If you can 100% guarantee that:
- Letter-strings are 2 or 3 characters
- There are always one or more primes/commas
- There is never any empty space before, after or in-between the letters and the marks
(aside from line-break)
You can use:
/^([a-zA-Z]{2,3})('+|,+)$/gm
var arr = /^([a-zA-Z]{2,3})('+|,+)$/gm.exec("pok'''");
arr === ["pok'''", "pok", "'''"];
var arr = /^([a-zA-Z]{2,3})('+|,+)$/gm.exec("baf,,,");
arr === ["baf,,,", "baf", ",,,"];
Of course, save yourself some sanity, and save that RegEx as a var.
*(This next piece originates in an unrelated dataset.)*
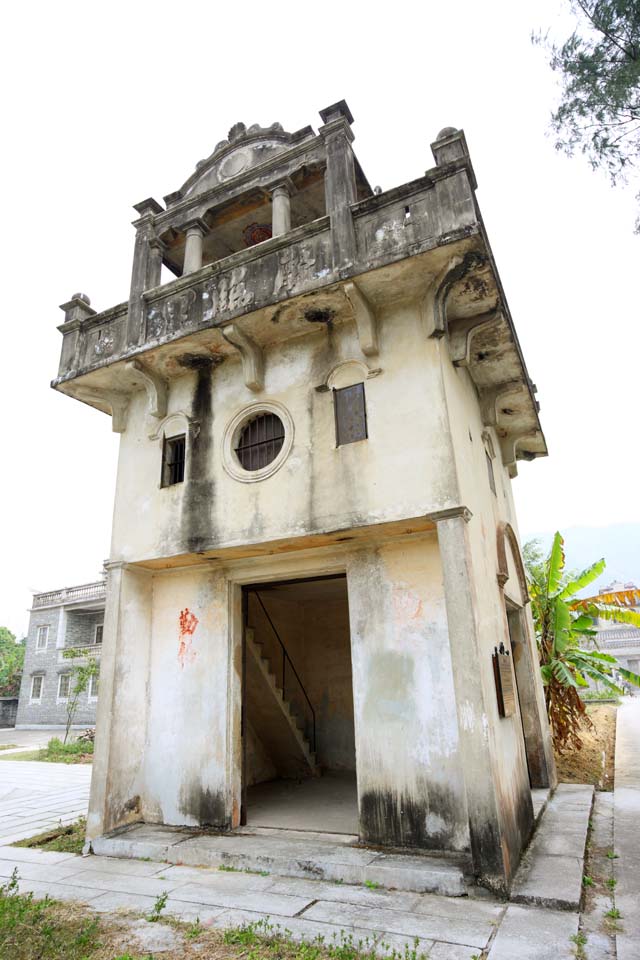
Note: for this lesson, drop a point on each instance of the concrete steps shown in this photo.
(289, 856)
(272, 717)
(551, 870)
And as a warning, if you haven't dealt with RegEx like this:
If a match isn't found -- if you try to match foo',''
by mixing marks, or you have 0-1 or 4+ letters, or 0 marks... ...then instead of getting an array back, you'll get null
.
So you can do this:
var reg = /^([a-zA-Z]{2,3})('+|,+)$/gm,
string = "foobar'',,''",
result_array = reg.exec(string) || [string];
In this case, the result of the exec is null; by putting the || (or) there, we can return an array that has the original string in it, as index-0.
Why?
Because the result of a successful exec will have 3 slots; [*string*, *letters*, *marks*]
.
You might be tempted to just read the letters like result_array[1]
.
But if the match failed and result_array === null
, then JavaScript will scream at you for trying null[1]
.
So returning the array at the end of a failed exec will allow you to get result_array[1] === undefined
(ie: there was no match to the pattern, so there are no letters in index-1), rather than a JS error.